Походив между старинных высоких шкафов и громоздких кресел, она опустилась на софу.
Нет, это положительно блажь: отправиться очертя голову туда, в бурлящий неведомый край, с бездумной мыслью связаться... (но разве она сама не была 'безумна', отправляясь к ссыльному мужу в Сибирь?)... да, связаться... с тамошними абреками, или... как их там... ('Господи, совсем память отшибло!') молодчагами... гачагами... будто у нас, в Петербурге, нечем заняться... Ох, свернут они себе шею! А мне, старой, недолго на свете осталось жить... Может, и не дождусь их, не увижу больше...
Мысль о смерти в полном одиночестве, без последней радости увидеть единственно дорогих людей, ужаснула ее.
Она уже печально и обречено подумала о необходимости оставить завещание. Конечно, все наследство она оставит Людмиле, хотя, похоже, для нее и для Андрея имущество не представляло особой ценности. Ну да, зачем им этот дом, этот старинный хлам, одним святым духом живы... (А сама в молодости - много ли пеклась об этом?- спрашивала она себя). Нет, не удержишь их никаким столовым серебром и прочим, им бурю подавай, им, ниспровергателям, бомбу в руку вложи, да царя покажи, а то, глядишь, о восстании возмечтают: но было же, было уже, на Сенатской площади, и прежде, и после, а что из этого вышло, господи...
Будь ее воля - она бы, может, и сама устремилась за внучкой в дальний и пугающий путь, как когда-то не убоялась сибирских бесконечных трактов. Но старость и немощь приковали ее к фамильному гнезду, с послушной прислугой, которая, однако, оставалась ей далекой и чужой, при всей щедрости и добром обхождении старой княгини, о которой горничные, кухарка и кучер, только и знали, что она вдова опального 'барина'.
А дворник, по слухам, часто наведывался в участок и доносил на жильцов, постояльцев. Могло статься, что и в дом княгини когда-нибудь пожалует господин пристав с городовыми, на предмет обыска, и перевернут все вверх дном, да еще, чего доброго, углядят 'возмутительную литературу'...
Тогда припомнят ей мужа-декабриста поинтересуются странным для них исчезновением Людмилы и ее друга, начнут вынюхивать, докапываться, и остаток дней княгини обратится в сущий ад...
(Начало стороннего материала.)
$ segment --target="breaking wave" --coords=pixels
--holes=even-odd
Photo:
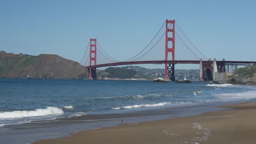
[[[73,106],[65,106],[63,108],[67,109],[73,109]]]
[[[240,100],[250,100],[256,98],[256,91],[247,91],[240,93],[227,93],[214,94],[212,96],[222,101],[235,101]]]
[[[140,108],[140,107],[159,107],[159,106],[163,106],[166,105],[167,105],[166,102],[161,102],[161,103],[158,103],[156,104],[135,105],[132,106],[124,106],[124,107],[113,108],[111,109],[131,109],[131,108]]]
[[[82,116],[83,115],[87,115],[87,113],[84,113],[84,112],[77,112],[75,113],[74,113],[71,114],[71,115],[69,116],[69,117],[78,117],[78,116]]]
[[[198,91],[193,92],[193,93],[194,95],[196,95],[197,94],[203,94],[203,92],[204,92],[204,90]]]
[[[45,109],[36,109],[34,110],[17,110],[0,112],[0,119],[20,118],[28,117],[43,116],[52,115],[62,115],[64,111],[61,108],[47,107]]]
[[[209,84],[206,85],[207,86],[217,86],[217,87],[228,87],[233,85],[231,84]]]

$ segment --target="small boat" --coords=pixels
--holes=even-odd
[[[178,82],[176,82],[175,83],[191,83],[192,82],[189,80],[187,80],[187,79],[186,78],[186,77],[184,77],[184,79],[183,81],[178,81]]]
[[[163,83],[166,83],[167,82],[167,81],[163,79],[163,78],[161,77],[158,77],[157,78],[154,79],[153,82],[163,82]]]

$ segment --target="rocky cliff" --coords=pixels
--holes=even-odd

И ведь не поверят, если им ответить, что внучка отправилась за тридевять земель, на Кавказ ради безобидного собирания песен.
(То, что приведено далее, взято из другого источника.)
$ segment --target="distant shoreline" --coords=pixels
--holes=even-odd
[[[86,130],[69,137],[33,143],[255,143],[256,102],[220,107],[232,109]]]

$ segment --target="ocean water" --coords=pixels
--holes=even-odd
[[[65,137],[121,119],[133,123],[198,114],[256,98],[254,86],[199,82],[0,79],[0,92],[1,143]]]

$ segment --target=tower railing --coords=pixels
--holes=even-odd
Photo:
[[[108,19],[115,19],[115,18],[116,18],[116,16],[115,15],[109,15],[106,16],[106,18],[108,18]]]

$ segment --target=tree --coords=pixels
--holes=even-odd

Но нельзя же и противиться молодым, подрывать их воодушевленную веру, их стремление вынести на суд просвещенной публики духовное достояние тамошних народов... Может, их желание примкнуть к каким- то тайным обществам или повстанцам - лишь досужие разговоры.
Дай-то бог... Верно, шли люди на плаху, под пули, на каторгу, на эшафот, но то - другая порода, крепкая, особая, а Людмила, а Андрей... это же дети, наивные мечтатели...
Сколько жертв, сколько бесценных загубленных жизней, а трон стоит.
Старая княгиня сжимала сухонькие кулачки, глядя в окно, через Неву, за которой виднелись очертания дворца, грозила в холодное пространство. И усталая кровь гудела в висках. Она поправляла чепчик на седой голове, и седина ее была ослепительной снежной белизны, чистая седина ее гордой, незапятнанной судьбы. Сколько воды утекло, а ей все вспоминались прекрасные подруги младых дней, декабристские жены, пожертвовавшие молодостью, красотой, блеском, благополучием ради того, чтобы разделить тяжкую участь ссыльных мужей. Как не преклоняться пред их подвигом и памятью?.. Надо во весь голос восславить эту доблестную женскую жертвенность, эту героическую верность долгу, это гордое отречение от царских милостей!
- И она, Пелагея Прокофьевна, исполнила свой долг.
Отойдя от окна, медленно ступая по ковру, она направилась к письменному столу покойного мужа, где хранила, ревностно оберегала прежний порядок, ласково провела дрожащей рукой по чернильному прибору, шершавым обложкам старых книг...
Глава девяносто седьмая
- Людмила!- окликнула она внучку, слабея от охватившего ее волнения и глядя на дверь в смежную комнату как в тумане. Внучка вошла, встревоженная. Следом показался Андрей. Пелагея Прокофьевна привлекла девушку к себе и поцеловала в голову.- С богом, голубушка...- голос ее был похож на шепот.
Молодые люди стояли, пораженные странным, каким-то отрешенным воодушевлением старой княгини.
- Успокойся, бабушка!- проговорила Людмила.- Тебе нельзя так волноваться.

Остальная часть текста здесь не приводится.